Dynamic Delay Scheduling improves upon fixed delay
scheduling by dynamically adapting the maximum
\textit{sch\_delay} equal to \textit{t\_netOH} on a per-task basis. This allows
for the longest waiting time for data-local slots while limiting the worst case task
running time to \textit{t\_compute + (2 * t\_netOH)}. In this way, the delay interval
will adapt to the severity of the network overhead. If \textit{t\_netOH} is low, then locality
is less of a concern and the scheduler can shorten the time it delays. If \textit{t\_netOH} becomes high,
then the scheduler increases the time that it waits, as locality is more important in poorer network
conditions; however, this means that the
network overhead incurred by running tasks needs to be monitored and reported to the
scheduler over time, in order to adapt to changing network conditions and potentially
heterogeneous data block sizes.
\subsection{An Adaptive Solution Using Task Feedback}
The network overhead incurred by missing data locality depends on many factors, including
network traffic, the distance of a task from its data, and the input data size. These
factors vary from job to job, and some (like network traffic) can change during the job
execution itself. In order to adapt the delay scheduling interval to changing conditions,
we have designed a simple feedback mechanism, in which each task reports the network overhead it experienced
upon completion (\textit{t\_netOH}, for a task \textit{t}). This metric is sent to a
centralized fair scheduler, which then changes its delay scheduling interval using a
running average of feedback from completed tasks. This new delay scheduling interval is
then used when scheduling subsequent tasks of the same type.
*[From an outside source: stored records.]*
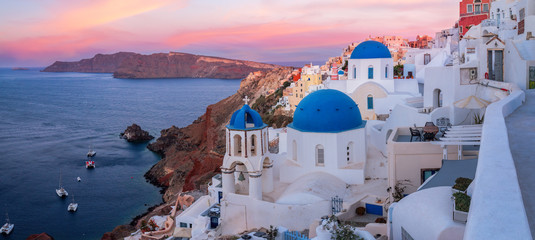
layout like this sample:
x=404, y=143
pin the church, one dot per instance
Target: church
x=370, y=81
x=326, y=153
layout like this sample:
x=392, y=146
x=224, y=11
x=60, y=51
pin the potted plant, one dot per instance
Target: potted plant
x=461, y=184
x=461, y=206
The feedback metric itself (\textit{t\_netOH}) can be any time measurement which
reflects the network overhead incurred by a task. In the case of Dynamic Delay Scheduling, we are
considering tasks which read data from distributed file systems,
so the \textit{t\_netOH} for each task is the amount of time spent
reading data blocks remotely; however, any arbitrary type of task, which has some way of
measuring its own overhead, could set this as well and benefit from the adaptation.
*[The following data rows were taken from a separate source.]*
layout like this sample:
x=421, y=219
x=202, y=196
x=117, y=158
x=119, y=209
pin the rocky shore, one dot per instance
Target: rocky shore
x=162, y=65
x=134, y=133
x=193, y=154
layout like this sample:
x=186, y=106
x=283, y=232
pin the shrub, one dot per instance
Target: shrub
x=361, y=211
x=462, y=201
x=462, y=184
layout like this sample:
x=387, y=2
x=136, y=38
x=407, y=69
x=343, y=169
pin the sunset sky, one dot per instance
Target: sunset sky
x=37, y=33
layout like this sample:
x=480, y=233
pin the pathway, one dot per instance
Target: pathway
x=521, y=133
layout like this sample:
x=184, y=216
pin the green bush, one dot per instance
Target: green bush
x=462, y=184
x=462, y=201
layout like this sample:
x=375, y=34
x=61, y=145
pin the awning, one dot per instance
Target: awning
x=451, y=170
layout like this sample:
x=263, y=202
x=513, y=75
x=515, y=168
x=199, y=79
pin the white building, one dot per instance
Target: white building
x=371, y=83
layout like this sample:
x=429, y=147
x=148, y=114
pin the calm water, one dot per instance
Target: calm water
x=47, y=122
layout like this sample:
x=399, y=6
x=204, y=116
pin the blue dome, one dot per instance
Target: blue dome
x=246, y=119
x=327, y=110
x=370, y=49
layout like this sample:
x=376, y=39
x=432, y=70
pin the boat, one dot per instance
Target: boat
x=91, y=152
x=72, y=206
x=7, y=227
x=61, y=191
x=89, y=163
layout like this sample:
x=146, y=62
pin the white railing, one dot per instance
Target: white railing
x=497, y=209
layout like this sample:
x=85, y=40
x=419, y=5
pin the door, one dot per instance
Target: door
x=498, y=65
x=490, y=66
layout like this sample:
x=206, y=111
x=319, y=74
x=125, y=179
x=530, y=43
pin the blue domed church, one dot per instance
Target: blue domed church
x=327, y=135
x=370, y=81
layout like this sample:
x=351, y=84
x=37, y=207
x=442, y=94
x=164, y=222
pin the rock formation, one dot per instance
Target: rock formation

%\newcommand{algrule}[1][.2pt]{\par\vskip.5\baselineskip\hrule height #1\par\vskip.5\baselineskip}
\begin{algorithm}[]
\footnotesize
\DontPrintSemicolon
\caption{Dynamic Delay Scheduling}
\textbf{Initialization:}\;
delay\_interval $\leftarrow$ default (3 seconds)\;
\hrule width 0.4\textwidth
\;
\textbf{Upon receiving task $t$ completion event:}\;
delay\_interval $\leftarrow$ (delay\_interval + t\_netOH) / 2\;
\hrule width 0.4\textwidth
\;
\textbf{Scheduling Procedure:}\;
\For{each open slot $s$ on a node $n$ in N}{
sort $J$ in increasing order of currently running tasks\;
\For{$j$ in $J$}{
\If{$j$ has just launched a task}{
$j$.wait\_begin = current\_time\;
}
\eIf{a task $t$ in $j$ has data on $s$'s node $n$}{
launch t in $s$\;
}{
\If{a task $t$ in $j$ is unlaunched}{
\eIf {current\_time - $j$.wait\_begin $>$ delay\_interval}{
launch $t$ in slot $s$\;
}{
continue\;
}
}
}
}
}
\end{algorithm}
Algorithm 1 describes our adaptive solution in detail, in a cluster with \textit{N} nodes and \textit{J} jobs.
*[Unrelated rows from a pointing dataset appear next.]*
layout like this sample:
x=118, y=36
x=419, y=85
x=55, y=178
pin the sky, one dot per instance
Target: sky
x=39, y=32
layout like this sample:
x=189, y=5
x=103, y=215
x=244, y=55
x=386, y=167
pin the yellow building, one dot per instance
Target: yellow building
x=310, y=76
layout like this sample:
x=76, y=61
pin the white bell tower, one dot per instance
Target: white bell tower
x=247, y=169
When tasks complete, the delay interval will be changed to reflect
recent overhead measurements. The delay interval adapts relatively quickly (the average of
the last few readings), since feedback can only be received when tasks complete. For workloads
in which tasks complete very often, the window for the average can be broadened.
During scheduling, this new interval is used for delay scheduling (and this interval can
change even while a job is currently waiting, as tasks complete). It is worth noting that
there is nothing preventing this adaptive solution from also being hierarchical, as many
frameworks desire/implement separate delay intervals for node-local or rack-local scheduling.